Blood pressure measurements
With the participant seated, research-trained clinicians measured blood pressure by using standard mercury sphygmomanometers at the beginning of each yearly medical examination. Left arm measurements were used consistently. Only limited information was obtained concerning use of blood pressure–lowering medication; however, data were collected when few people with hypertension were being treated with medications. In 1958, for example, only 11 percent of examinees reported a diagnosis of hypertension; of these, 62 percent were treated and considered controlled (7 percent of the entire cohort). Because of the absence of detailed annual information on use of antihypertensive medication, and its relative infrequency, no effort was made to control for medication use in these analyses.

Dietary assessment
Dietary intake information was obtained at the first (1957–1958) and second (1958–1959) examinations, 1 year apart, by two nutritionists using standardized interviews and questionnaires based on Burke’s comprehensive dietary history method (9). Baseline nutrient intake data are means from these two examinations (1957–1958 and 1958–1959) to reduce classification error, that is, regression dilution bias. The dietary interview, lasting about 1 hour, asked about usual eating pattern (what, when, and where) on a typical workday and weekend, special diets now and previously, and changes in eating habits during the preceding 20 years. These questions were followed by a detailed cross-check of 195 specific food items to determine number of times in the previous 28 days that each food item had been eaten and quantity per serving. As an aid in determining portion sizes, models of commonly used foods and dishes of varying sizes were used for reference. Information was obtained from the dietary department of the company regarding standard portions and types of foods served in the cafeteria. Supplementary information regarding food preparation was obtained from a questionnaire mailed to participants’ wives and returned by participants at interview. Information on food preparation was also obtained from neighborhood restaurants and bakeries. When a man reported habitual consumption of a dish not on the list of 195 foods, the recipe was obtained and analyzed regarding its component parts for nutrient assessment. No data were collected on dietary supplement use, given its presumed rarity in 1957–1959.

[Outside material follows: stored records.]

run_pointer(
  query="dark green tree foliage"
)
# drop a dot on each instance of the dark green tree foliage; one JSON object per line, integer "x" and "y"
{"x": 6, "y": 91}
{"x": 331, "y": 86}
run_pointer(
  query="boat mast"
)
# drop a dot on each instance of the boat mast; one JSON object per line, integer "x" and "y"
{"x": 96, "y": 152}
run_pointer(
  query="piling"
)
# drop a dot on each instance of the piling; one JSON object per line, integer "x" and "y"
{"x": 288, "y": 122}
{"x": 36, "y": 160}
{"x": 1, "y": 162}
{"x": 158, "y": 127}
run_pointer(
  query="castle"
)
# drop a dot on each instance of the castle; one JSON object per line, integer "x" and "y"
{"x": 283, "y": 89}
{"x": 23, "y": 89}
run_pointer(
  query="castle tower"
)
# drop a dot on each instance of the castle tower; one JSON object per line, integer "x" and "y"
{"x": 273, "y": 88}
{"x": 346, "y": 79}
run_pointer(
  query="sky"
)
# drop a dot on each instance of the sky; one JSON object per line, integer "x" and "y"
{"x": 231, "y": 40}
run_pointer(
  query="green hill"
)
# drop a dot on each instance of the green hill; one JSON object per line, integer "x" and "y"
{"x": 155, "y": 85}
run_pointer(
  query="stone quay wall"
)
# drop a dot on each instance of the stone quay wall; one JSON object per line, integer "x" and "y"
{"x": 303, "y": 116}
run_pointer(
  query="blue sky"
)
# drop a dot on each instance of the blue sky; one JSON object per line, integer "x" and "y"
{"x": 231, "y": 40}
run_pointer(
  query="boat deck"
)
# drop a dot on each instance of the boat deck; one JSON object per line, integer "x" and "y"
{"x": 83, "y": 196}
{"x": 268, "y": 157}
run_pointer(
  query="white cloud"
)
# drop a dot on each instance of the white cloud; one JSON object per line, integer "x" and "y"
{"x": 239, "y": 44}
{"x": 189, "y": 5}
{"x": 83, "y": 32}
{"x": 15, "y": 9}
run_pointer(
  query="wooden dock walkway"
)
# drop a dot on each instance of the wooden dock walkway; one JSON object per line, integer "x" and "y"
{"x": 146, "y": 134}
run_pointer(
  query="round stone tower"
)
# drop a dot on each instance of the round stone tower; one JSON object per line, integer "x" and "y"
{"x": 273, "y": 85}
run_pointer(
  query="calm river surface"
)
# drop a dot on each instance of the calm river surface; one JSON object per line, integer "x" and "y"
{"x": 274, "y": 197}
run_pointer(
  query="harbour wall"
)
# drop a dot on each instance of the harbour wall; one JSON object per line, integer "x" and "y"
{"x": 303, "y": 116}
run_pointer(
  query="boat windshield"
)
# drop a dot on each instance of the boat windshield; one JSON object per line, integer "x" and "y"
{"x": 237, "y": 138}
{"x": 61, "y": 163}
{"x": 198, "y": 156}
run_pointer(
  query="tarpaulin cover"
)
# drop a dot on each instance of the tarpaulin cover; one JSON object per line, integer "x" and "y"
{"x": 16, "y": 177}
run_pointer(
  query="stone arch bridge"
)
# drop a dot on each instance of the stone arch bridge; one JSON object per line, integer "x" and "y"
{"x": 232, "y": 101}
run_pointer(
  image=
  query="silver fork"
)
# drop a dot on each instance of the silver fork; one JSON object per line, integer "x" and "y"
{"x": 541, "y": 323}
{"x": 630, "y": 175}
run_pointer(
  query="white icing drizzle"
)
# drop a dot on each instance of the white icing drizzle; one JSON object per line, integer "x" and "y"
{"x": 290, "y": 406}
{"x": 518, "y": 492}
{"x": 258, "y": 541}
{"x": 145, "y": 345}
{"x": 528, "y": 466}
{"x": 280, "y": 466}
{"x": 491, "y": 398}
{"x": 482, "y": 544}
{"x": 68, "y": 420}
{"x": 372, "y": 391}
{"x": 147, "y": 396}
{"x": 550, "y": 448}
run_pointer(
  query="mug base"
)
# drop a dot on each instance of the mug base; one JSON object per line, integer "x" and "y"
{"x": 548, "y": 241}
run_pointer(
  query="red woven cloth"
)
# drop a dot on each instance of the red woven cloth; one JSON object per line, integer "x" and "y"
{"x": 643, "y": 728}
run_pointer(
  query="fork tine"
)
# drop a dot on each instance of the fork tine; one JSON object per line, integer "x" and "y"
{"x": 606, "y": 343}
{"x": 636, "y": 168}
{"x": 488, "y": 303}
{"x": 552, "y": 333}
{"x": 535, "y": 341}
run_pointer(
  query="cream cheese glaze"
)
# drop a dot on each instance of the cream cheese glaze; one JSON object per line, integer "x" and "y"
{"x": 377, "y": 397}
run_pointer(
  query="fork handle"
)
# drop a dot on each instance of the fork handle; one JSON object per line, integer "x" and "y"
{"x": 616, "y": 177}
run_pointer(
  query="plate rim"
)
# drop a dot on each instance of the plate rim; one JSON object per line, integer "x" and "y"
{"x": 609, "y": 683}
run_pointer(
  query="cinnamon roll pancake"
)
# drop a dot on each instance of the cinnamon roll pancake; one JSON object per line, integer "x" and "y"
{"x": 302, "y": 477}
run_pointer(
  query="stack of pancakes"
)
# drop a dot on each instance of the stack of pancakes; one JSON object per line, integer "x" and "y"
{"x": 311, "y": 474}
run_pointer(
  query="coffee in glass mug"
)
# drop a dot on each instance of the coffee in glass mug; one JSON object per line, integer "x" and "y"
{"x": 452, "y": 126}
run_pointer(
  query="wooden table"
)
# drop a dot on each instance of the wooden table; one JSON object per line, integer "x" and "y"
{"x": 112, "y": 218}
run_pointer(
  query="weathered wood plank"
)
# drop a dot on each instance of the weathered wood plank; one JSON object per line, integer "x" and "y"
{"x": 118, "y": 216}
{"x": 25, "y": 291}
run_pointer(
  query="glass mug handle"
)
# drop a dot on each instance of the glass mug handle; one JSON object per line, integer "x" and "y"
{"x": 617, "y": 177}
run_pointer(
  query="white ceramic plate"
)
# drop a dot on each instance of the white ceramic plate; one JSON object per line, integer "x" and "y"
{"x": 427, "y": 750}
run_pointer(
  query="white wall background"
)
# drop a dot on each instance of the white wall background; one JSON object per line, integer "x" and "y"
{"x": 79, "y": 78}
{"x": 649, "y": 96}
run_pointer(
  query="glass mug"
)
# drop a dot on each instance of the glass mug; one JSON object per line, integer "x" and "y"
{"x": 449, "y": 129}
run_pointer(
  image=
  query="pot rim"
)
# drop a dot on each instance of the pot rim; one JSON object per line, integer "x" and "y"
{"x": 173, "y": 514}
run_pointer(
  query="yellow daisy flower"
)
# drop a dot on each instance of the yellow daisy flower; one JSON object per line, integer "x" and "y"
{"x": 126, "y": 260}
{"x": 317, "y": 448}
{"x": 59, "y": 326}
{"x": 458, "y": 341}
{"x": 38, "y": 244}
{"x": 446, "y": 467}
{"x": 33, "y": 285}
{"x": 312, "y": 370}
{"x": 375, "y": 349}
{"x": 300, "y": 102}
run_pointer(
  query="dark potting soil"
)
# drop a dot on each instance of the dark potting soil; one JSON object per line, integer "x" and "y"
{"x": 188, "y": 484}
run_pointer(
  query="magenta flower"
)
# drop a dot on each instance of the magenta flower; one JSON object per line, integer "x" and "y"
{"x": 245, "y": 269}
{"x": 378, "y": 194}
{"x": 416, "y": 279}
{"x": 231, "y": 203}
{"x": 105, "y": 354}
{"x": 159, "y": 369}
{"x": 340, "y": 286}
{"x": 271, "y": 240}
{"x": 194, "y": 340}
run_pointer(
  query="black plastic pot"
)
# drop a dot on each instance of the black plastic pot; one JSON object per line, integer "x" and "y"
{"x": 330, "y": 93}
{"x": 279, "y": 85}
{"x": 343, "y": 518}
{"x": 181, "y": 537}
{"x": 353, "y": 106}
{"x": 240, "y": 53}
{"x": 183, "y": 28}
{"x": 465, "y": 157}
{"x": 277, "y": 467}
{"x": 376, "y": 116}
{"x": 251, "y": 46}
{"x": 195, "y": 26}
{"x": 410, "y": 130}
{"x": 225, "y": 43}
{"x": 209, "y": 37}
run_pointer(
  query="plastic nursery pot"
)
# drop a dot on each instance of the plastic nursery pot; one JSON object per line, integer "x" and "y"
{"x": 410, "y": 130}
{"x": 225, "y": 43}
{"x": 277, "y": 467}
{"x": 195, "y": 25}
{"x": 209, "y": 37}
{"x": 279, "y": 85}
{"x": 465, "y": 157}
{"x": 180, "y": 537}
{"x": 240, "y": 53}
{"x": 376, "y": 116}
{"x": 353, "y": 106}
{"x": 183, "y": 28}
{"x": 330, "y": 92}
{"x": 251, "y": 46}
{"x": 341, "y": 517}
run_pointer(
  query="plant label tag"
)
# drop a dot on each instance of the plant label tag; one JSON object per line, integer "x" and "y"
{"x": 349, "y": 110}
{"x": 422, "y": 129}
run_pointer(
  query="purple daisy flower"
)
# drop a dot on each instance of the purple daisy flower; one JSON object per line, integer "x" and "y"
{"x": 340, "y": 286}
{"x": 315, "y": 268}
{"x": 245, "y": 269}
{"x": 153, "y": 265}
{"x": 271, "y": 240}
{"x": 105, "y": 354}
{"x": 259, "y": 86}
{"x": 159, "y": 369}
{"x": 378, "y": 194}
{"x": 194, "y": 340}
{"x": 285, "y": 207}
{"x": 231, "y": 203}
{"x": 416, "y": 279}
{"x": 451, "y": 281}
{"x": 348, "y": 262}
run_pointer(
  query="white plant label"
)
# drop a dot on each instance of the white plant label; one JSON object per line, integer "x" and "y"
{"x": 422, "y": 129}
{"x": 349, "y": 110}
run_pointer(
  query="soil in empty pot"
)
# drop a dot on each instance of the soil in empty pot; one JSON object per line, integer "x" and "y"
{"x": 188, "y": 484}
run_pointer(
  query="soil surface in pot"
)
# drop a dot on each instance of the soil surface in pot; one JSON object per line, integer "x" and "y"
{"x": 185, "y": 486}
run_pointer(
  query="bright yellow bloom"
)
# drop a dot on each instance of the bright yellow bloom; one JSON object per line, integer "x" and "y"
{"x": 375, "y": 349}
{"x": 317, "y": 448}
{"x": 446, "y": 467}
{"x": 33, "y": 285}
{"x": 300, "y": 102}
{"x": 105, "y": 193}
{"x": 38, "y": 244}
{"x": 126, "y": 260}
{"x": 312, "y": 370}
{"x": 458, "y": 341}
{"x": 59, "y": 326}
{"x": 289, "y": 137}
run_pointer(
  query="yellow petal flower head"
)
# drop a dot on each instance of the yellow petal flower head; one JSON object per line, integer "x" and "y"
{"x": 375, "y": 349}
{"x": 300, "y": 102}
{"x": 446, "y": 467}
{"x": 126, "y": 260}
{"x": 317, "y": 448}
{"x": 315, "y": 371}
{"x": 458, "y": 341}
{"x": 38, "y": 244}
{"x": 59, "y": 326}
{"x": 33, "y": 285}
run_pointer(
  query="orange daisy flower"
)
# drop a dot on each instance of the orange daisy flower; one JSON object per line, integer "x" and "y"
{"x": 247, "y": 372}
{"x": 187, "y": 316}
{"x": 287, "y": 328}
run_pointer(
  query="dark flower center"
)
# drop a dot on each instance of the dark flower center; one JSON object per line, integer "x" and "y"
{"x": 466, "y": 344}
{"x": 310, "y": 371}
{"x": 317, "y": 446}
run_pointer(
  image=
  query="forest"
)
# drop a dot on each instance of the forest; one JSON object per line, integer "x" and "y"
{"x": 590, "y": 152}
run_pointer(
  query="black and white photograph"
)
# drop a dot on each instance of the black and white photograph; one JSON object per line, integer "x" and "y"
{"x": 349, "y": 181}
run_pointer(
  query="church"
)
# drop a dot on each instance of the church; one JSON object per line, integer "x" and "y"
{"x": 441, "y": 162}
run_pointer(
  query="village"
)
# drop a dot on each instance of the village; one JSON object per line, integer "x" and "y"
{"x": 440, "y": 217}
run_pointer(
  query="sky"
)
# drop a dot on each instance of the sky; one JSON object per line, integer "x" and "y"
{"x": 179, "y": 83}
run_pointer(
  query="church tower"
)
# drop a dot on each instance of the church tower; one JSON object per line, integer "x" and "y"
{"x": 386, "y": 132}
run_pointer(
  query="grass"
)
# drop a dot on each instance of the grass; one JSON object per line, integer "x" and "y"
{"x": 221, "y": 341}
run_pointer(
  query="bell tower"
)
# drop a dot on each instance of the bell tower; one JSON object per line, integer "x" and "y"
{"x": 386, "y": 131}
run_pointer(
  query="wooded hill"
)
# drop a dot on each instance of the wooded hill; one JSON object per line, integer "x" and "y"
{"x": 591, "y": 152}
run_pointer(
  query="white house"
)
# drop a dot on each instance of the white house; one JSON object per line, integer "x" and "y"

The nutritionists coded dietary information to indicate kinds and quantities of foods and beverages (alcoholic and nonalcoholic) consumed by each participant during the preceding 28 days. These data were analyzed on the basis of a food table derived from several sources (1012) to obtain each man’s usual daily caloric intake and consumption of animal and vegetable protein; animal and vegetable fat; total carbohydrates; total saturated fatty acids; total unsaturated fatty acids; linoleic acid; linolenic acid; arachidonic acid; cholesterol; calcium; phosphorus; iron; vitamins A, C, and D; thiamine; riboflavin; and niacin. Quantities of linoleic, linolenic, and arachidonic acid were summed to estimate total polyunsaturated fatty acids. Subsequently, beta-carotene intake was also estimated by using data still available on food group intake and on total vitamin A (13, 14). Information on dietary sodium chloride, potassium, magnesium, or fiber intake was not obtained.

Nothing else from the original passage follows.